Anna Wegmann and Dong Nguyen
Natural language is not only about what is said (i.e., content), but also about how it is said (i.e., linguistic style). Linguistic style and social context are highly interrelated. For example, people can accommodate their linguistic style to each other based on social power differences. Furthermore, linguistic style can influence perception, e.g., the persuasiveness of news or the success of pitches on crowdsourcing platforms. As a result, style is relevant for natural language understanding, e.g., in author profiling, abuse detection or understanding conversational interactions. Additionally, style can be important to address in natural language generation, including identity modeling in dialogue systems and style preservation in machine translation.

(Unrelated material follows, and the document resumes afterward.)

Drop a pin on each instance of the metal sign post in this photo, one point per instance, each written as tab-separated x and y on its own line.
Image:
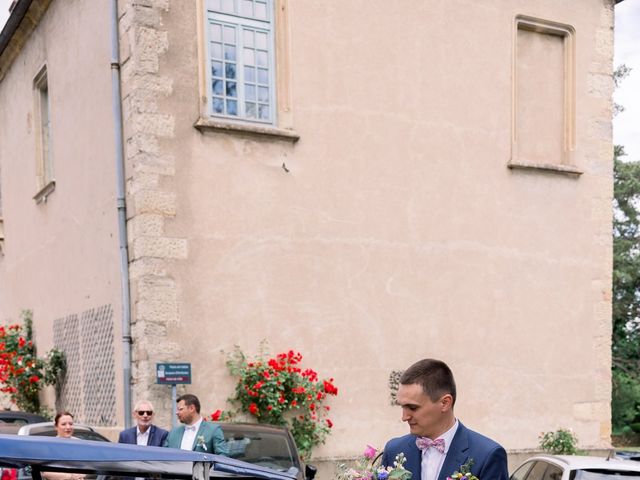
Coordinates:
173	374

There are several general evaluation benchmarks for different linguistic phenomena but less emphasis has been put on linguistic style. Nevertheless, natural language processing literature shows a variety of approaches for the evaluation of style measuring methods: They have been tested on whether they group texts by the same authors together, whether they can correctly classify the style for ground truth datasets and whether ‘similar style words’ are similarly represented. However, these evaluation approaches are (i) often application-specific, (ii) rarely used to compare different style methods, (iii) usually do not control for content and (iv) often do not test for fine-grained style differences.

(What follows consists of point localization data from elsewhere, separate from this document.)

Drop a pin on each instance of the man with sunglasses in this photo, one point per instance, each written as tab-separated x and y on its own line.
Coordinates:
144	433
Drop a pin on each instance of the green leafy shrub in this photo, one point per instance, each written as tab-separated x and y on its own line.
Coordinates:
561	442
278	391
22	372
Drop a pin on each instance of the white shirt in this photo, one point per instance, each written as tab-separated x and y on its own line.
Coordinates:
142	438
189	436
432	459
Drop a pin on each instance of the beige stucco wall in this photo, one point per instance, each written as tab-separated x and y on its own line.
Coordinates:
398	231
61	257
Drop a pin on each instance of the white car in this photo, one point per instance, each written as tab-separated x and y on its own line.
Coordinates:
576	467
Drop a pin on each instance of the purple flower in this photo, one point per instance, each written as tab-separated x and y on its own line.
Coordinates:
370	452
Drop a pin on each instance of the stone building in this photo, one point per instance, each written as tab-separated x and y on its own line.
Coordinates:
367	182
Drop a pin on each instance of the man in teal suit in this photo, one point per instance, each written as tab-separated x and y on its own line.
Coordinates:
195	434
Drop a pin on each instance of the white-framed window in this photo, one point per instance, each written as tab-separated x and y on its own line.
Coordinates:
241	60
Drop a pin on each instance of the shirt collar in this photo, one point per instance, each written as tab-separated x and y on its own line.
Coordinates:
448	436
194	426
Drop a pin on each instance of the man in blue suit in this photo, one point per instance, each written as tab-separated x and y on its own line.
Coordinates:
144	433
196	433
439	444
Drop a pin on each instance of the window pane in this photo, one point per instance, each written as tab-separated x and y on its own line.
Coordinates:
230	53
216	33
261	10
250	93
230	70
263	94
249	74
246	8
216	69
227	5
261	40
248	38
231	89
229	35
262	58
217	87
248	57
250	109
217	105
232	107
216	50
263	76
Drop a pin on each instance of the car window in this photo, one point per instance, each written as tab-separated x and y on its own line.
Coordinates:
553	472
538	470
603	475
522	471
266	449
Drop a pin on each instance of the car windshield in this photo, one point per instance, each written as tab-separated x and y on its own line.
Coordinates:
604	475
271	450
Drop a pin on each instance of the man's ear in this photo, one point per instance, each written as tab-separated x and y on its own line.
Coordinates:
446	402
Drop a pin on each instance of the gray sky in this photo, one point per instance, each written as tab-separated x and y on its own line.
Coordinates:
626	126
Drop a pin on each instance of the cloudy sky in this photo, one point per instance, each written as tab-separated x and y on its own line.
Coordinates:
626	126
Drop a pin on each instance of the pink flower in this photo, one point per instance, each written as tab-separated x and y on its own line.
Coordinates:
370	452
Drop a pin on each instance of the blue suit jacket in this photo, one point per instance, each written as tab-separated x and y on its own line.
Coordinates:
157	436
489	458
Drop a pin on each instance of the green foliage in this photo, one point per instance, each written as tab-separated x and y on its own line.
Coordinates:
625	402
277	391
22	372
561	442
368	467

These shortcomings (i)-(iv) might be the result of the following challenges for the construction of style evaluation methods: 1. Style is a highly ambiguous and elusive term. We propose a modular framework where components can be removed or added to fit an application or specific understanding of style. 2. Variation in
style can be very small. Our proposed evaluation framework can be used to test for fine-grained style differences. 3. Style is hard to disentangle from content as the two are often correlated. For example, people might speak more formally in a job interview than in a bar with friends. Thus, language models and methods might pick up on spurious content correlations in a benchmark that does not control for content.

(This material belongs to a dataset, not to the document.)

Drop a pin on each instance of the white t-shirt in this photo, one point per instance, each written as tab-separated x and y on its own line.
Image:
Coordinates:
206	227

To this end, we propose the modular, fine-grained and content-controlled similarity-based STyle EvaLuation framework (STEL). Our STEL framework demonstrates two general dimensions of style (formal/informal and simple/complex) as well as two specific characteristics of style (contraction and number substitution). By design, the STEL characteristics tasks are easier to solve than the STEL dimension tasks. STEL contains 815 task instances per dimension and 100 task instances per characteristic. Any method that can calculate a similarity between two sentences can be evaluated: (1) Methods that calculate similarity values directly (e.g., edit distance or cross-encoders) and (2) vector representations of a sentence by using a similarity measure between them (e.g., cosine similarity). This similarity-based setup also simplifies task extension (c.f. modularity). We find that the RoBERTa base model outperforms simple versions of commonly used style measuring approaches like LIWC, punctuation frequency or character 3-grams. We invite the addition of complementary tasks and hope that this framework will facilitate the development of improved style-sensitive models and methods.